Empty Chairs
Adam Murray
Before sunrise, a baker pulls conchas from an oven hot enough to make saints weep. People line up sleepy-eyed. First sunlight. Then coffee. Then gossip. Another day begins, soft as bread.
By 11:47, every phone in the street is screaming. Not ringing—screaming. That sharp mechanical warning everybody in Mexico knows now, the one that slices through conversation, through sleep, through music, through prayer—the sound of the restless earth waking. For a single breath, Iztapalapa pauses.
A man halfway up a ladder freezes with a bucket of blue paint hanging from one hand. Three boys stop a soccer game played with a half-flat ball and a pair of plastic crates for goalposts. An old woman on a rooftop stills, one hand buried deep in a sack of corn, feeding pigeons that shimmer silver-white in the hard sun. At the corner carnicería, the butcher lowers his knife. Even the stray dogs lift their heads.

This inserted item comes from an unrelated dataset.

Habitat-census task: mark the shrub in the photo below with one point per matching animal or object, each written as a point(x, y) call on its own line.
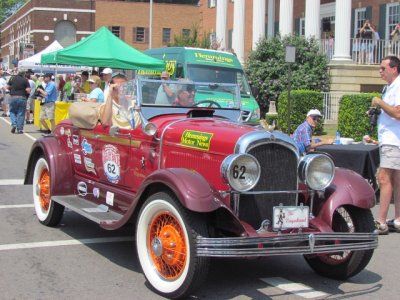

Phones howl. Sirens answer. Somewhere, loudspeakers crackle awake, voices issuing instructions no one really listens to anymore. Then—nothing. No shaking. No rupture. No cracked earth opening to swallow us whole. The street exhales. And life—beautifully—continues.
Just another warning. Just another reminder that beneath us, something enormous is always moving. Iztapalapa remembers what is buried and shifts its weight gently around it. People too—remember what was buried. Murals of missing girls. Faces painted huge on concrete walls—smiling, forever young. Flowers left beneath. Candles. Photographs. Not ritual: recognition. Memory made public. Some places survive by refusing to live in fear.
My uncle turns the carne asada. Fat kisses charcoal and rises in sweet smoke—orange, salt, citrus, fire. My aunt immediately starts yelling because somebody burned the tortillas again. Someone always burns the tortillas. Always. The smell drifts through windows. Mothers curse. Uncles laugh. Kids complain dramatically. Then everyone eats them anyway. Because burnt edges taste like family.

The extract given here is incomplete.